U.S. energy firms cut oil rigs for the first time in three weeks as producers started to reduce their 2019 drilling plans with the collapse in crude prices at the end of last year.
Drillers cut eight oil rigs in the week to Jan. 4, bringing the total count down to 877, Baker Hughes Inc. (NYSE: BHGE), the energy services firm of General Electric Co. (NYSE: GE), said in its closely followed report on Jan. 4.
The U.S. rig count, an early indicator of future output, is still much higher than a year ago when 742 rigs were active after energy companies boosted spending in 2018 to capture higher prices that year.
Some analysts, however, were forecasting the first decline in the rig count in three years in 2019 after drillers added 138 oil rigs in 2018 and 222 in 2017. They cut 11 rigs in 2016.
U.S. shale producers have slammed the brakes on 2019's drilling with crude prices off 40% and mounting fears of oversupply, paring budgets that in some cases were set only weeks earlier.
U.S. crude oil output hit an all-time high of more than 11.5 million barrels per day in October, according to monthly government data released this week.
U.S. oil production broke its 1970 record of 10 million bpd in November 2017, and has set monthly record highs for five straight months since June.
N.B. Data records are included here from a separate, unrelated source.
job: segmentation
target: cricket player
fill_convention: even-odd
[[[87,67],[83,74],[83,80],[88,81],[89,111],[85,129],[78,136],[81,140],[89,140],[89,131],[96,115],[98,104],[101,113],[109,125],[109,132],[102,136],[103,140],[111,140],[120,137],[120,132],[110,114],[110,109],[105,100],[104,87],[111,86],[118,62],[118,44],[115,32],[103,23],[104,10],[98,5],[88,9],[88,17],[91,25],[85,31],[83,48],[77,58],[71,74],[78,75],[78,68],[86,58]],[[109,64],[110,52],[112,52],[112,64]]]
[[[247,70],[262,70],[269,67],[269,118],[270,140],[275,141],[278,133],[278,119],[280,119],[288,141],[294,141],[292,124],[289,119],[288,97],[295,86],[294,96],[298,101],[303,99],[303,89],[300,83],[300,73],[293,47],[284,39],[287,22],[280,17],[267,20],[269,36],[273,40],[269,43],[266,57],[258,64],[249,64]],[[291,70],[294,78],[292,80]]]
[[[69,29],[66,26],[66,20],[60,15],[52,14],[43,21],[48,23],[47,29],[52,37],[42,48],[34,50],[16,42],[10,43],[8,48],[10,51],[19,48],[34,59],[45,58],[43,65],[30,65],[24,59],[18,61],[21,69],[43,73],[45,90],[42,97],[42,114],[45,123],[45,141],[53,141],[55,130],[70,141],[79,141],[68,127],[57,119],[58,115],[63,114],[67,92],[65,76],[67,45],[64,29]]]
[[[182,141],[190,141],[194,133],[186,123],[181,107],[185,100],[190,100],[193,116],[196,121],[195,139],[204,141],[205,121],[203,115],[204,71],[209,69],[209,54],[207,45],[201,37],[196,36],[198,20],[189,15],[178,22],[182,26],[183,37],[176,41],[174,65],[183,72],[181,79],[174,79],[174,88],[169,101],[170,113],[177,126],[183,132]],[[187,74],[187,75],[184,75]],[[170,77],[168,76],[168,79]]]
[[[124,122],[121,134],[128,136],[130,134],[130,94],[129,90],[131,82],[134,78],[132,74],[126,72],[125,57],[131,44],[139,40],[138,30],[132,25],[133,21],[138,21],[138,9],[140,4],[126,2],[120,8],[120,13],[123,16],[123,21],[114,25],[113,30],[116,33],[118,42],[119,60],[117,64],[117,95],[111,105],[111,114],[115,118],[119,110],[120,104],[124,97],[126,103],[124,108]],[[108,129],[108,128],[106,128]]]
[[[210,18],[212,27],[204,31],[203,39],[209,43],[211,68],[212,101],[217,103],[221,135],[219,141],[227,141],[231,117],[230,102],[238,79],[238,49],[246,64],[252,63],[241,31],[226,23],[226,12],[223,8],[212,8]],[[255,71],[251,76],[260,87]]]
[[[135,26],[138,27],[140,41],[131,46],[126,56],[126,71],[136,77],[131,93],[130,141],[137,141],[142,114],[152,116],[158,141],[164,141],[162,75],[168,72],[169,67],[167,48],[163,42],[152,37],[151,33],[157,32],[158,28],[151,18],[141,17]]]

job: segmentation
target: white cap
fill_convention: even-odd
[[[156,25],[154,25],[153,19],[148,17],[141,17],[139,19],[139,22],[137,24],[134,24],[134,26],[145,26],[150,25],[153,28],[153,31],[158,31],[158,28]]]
The United States has become the world's leading crude producer, surpassing Russia and Saudi Arabia.
U.S. crude futures were trading around $48 a barrel on Jan. 4, putting the front-month on track to gain 5% this week on proposed trade talks between the United States and China eased some fears about a global economic slowdown.
Looking ahead, crude futures were trading around $50 a barrel for the balance of 2019 and $52 for calendar 2020. Spot crude prices at the U.S. West Texas Intermediate (WTI) benchmark averaged $65.23 in 2018.
The U.S. Energy Information Administration projected spot WTI prices would average $54.19 a barrel in 2019.
U.S. financial services firm Cowen & Co. this week said the E&P companies it tracks have provided mixed guidance for 2019 after indicating they would spend about $88.9 billion in 2018, a 23% increase over the $72.2 billion they spent in 2017.
Cowen said the firms it tracks were so far only expecting to add 11 oil and gas rigs this year.
There were 1,075 oil and natural gas rigs active in the U.S. this week, according to Baker Hughes. Most rigs produce both oil and gas.
Analysts at Simmons & Co., energy specialists at U.S. investment bank Piper Jaffray, this week forecast the average combined oil and gas rig count will fall to 1,001 in 2019 before rising to 1,094 in 2020—a significant decline from mid-December when they forecast 1,092 for 2019 and 1,227 for 2020.
In 2018, the combined rig count averaged 1,032, the most since 2014 when 1,862 rigs were active, according to Baker Hughes.